Il le chante en connaissance de cause : les hommes qui permettent aux trains de rouler ne sont pas assez riches pour y monter et voyager jusqu’à Napoli. Et il ajoute ailleurs qu’ils n’auront pas non plus leur petite maison et mourront à l’hôpital plutôt que dans leur lit. La classe sociale dépeinte par cet ancien cheminot est d’une couleur banlieue : les « Jules » disent pis que pendre des « Etienne » qui le leur rendent bien ; un complexé ne se décide pas à inviter une dame pour danser la java ; l’humble amoureux venu faire sa demande pour Mademoiselle Grand FlaFla se fait jeter ; le mari lassé se garde bien de chercher à secourir sa femme tombée dans un puit ; la prude jeune fille finit par céder au monsieur audacieux et la mère effarouchée lutte hypocritement contre la concurrence de sa fraîche fille auprès du jardinier ! Cet univers triste est celui que dépeint Roger Riffard dans une bonne partie de ses chansons, autant dire qu’il ne se nourrit pas d’illusions sur la réalité des sentiments humains et des cloisons de la vie.
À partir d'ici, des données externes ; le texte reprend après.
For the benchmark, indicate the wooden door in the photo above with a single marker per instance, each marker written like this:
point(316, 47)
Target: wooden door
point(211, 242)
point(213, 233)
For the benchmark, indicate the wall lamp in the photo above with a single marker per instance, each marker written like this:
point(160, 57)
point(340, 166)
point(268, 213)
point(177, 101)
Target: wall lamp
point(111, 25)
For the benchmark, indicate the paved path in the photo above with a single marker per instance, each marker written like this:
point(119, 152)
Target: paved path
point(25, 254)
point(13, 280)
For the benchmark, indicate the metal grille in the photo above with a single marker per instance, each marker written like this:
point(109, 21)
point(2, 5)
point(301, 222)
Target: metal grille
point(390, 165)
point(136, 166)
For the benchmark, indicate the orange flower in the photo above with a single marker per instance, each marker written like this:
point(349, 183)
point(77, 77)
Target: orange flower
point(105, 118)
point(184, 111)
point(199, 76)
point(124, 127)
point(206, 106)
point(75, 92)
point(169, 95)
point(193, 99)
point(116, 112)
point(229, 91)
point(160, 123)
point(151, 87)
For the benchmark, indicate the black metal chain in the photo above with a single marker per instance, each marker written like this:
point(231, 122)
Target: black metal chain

Comme échappatoire à cette désolation, il chante l’impérieux besoin de quitter les villes et d’aller vivre à la cambrousse, d’y retrouver les pâquerettes dans lesquelles il roulera ses amours illicites et qu’il mangera plus tard par la racine. Il promeut aussi l’amitié même si elle est fragile… Mais surtout pour supporter la vie et se la faire douce, il préconise la paresse, la contemplation des nénuphars et des nuages et surtout la poésie qui permet de tout relativiser. Car le regard désabusé de Roger Riffard se transcrit dans une versification précise, un langage et un vocabulaire précieux ; le charme de ses chansons découle d’une écriture classique un tantinet désuète mais belle et pleine de trouvailles « Déjà la bruine a transi tour à tour / L’oiseau la fleur et le serment d’amour / Et ce qui fut l’honneur de l’été / Au vent du Nord sera vite emporté » (Toi qui ressembles) et de leurs fines mélodies. Une bonne partie de son humour naît du contraste entre le maniement distingué de la langue et de la musique, et la grisaillerie d’âme qu’il exprime. Et il devient désopilant lorsqu’il chante lui-même avec une voix fluette accompagnée de mimiques indescriptibles. Comme l’énonçait Beaudelaire « le Beau est toujours bizarre. (…) Je dis qu’il contient toujours un peu de bizarrerie, de bizarrerie non voulue, inconsciente, et que c’est cette bizarrerie qui le fait être particulièrement le Beau. » Ce principe s’applique à merveille à Roger Riffard et à ses chansons-bijoux –  cocktails inédits de styles contradictoires – qui emportent l’adhésion de ceux qui les ont écoutées.

roger-riffard-chanson-francaise-2320Ainsi, longtemps après sa mort le 29 octobre 1981 (le même jour que Brassens mais cela a déjà été beaucoup dit !), quelques passionnés ont cherché à rassembler le maximum de documents à propos de Roger Riffard et les ont mis à disposition de tous dans un site. Et cet hiver, un groupe d’artistes de plusieurs générations sous la houlette de Gérard Morel, grand amateur de Riffard, va reprendre ses chansons dans un spectacle. Cette troupe rassemble Anne Sylvestre (qui l’a bien connu pour avoir partagé l’affiche avec lui au Cheval d’Or), Flavia Pérez, Zaza Fournier, Presque Oui et Hervé Peyrard sous la direction musicale de Stéphane Méjean. Ils donneront à ces chansons une nouvelle exposition qui témoignera de leur drôlerie, de leur profondeur, de leur actualité, en un mot de cette bizarrerie qui en fait leur beauté.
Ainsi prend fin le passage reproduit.